8. Aleksandar Kolarov (Manchester City)
Pep Guardiola might have been guilty of hyperbole when he praised Kolarov’s display against Sunderland as “one of the best performances I have seen in a central defender”, but the Serb’s certainly exceeded expectations in his new position. Although many thought Kolarov would be near the top of Guardiola’s ‘to go’ list upon taking charge in the summer, he’s actually started five of Manchester City’s first six Premier League matches, impressing at both left-back and centre-half.
9. Son Heung-min (Tottenham)
Son could easily have left White Hart Lane in July or August, but his decision to remain in north London has hitherto paid off: the South Korean has bagged five goals in five games, following up braces against Stoke and Middlesbrough with a Champions League winner at CSKA Moscow, and now looks like an essential member of Mauricio Pochettino’s Tottenham squad.
Son puts ahead with a huge goal in Moscow. September 27, 2016
10. James Milner (Liverpool)
Milner had a mixed 2015/16, a stretch of solid spells undermined by several shakier ones, but he’s started the current campaign brilliantly in an unfamiliar left-back role. The former Manchester City man has been reliable defensively as well as dangerous going forward, with his ability to hit pinpoint crosses into the penalty area likely to prove a useful Plan B when Liverpool’s quick combinations aren’t bearing fruit.

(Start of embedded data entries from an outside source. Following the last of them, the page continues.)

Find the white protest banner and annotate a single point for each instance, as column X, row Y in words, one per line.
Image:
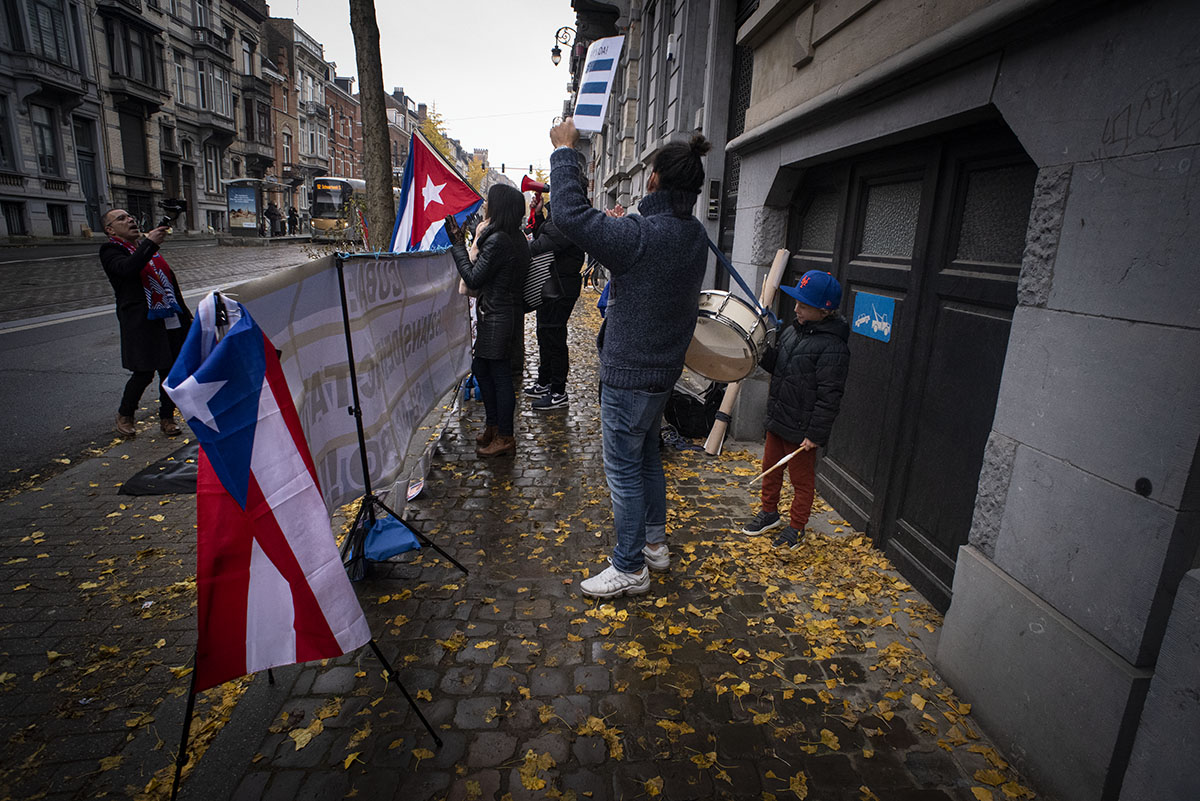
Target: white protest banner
column 599, row 70
column 411, row 330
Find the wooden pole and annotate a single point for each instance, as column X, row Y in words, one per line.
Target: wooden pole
column 717, row 437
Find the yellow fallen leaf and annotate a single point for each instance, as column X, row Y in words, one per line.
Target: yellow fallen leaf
column 990, row 776
column 421, row 753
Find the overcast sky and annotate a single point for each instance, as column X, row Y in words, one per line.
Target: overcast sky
column 485, row 64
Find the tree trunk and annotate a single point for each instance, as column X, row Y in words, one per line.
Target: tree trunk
column 376, row 156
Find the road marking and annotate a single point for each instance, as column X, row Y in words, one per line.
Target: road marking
column 83, row 314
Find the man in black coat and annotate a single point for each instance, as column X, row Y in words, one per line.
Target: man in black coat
column 550, row 391
column 150, row 312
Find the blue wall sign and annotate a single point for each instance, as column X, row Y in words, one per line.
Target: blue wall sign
column 873, row 315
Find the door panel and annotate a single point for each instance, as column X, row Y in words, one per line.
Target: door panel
column 978, row 234
column 940, row 228
column 879, row 250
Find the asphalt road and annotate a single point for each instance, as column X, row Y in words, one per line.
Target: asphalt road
column 60, row 367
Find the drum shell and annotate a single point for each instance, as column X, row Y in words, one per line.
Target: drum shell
column 730, row 338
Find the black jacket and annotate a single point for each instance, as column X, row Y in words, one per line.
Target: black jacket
column 145, row 344
column 498, row 276
column 568, row 256
column 808, row 366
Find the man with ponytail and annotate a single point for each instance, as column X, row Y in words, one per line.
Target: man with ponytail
column 657, row 259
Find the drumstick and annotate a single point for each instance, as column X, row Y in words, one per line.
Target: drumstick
column 778, row 464
column 717, row 435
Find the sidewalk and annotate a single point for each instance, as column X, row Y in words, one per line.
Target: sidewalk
column 743, row 674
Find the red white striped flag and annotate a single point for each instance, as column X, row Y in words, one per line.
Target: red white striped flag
column 270, row 582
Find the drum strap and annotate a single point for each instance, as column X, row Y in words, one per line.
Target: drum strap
column 741, row 282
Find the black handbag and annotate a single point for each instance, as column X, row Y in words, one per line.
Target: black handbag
column 541, row 282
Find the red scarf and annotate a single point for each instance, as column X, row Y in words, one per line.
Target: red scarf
column 159, row 283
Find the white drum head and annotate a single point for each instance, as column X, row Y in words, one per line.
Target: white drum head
column 719, row 353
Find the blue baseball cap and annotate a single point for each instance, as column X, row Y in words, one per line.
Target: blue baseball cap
column 817, row 289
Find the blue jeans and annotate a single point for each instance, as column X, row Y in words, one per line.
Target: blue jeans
column 630, row 421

11. Jason Puncheon (Crystal Palace)
Puncheon may have given Crystal Palace the lead against Manchester United in the FA Cup final in May, but that was a rare bright spot in an otherwise underwhelming campaign. He’s been back to his best this time around, though, resuming his role as Palace’s creative hub from either the right wing or No.10 position. No player in the Premier League has fashioned more opportunities than the 30-year-old so far this season, with attacking team-mates Christian Benteke, Andros Townsend and Wilfried Zaha all benefiting from his invention.
12. Raheem Sterling (Manchester City)
2015/16 was an extremely testing campaign for Sterling. Public Enemy No.1 for having the temerity to try to progress his career beyond Liverpool, he initially struggled under the weight of a £49m price tag at the Etihad Stadium and then endured a disastrous summer with England at Euro 2016. He’s been revitalised under the guidance of Guardiola, however, scoring four goals, setting up three more and looking a constant threat on the right flank. Still only 21, there’s plenty more to come, too.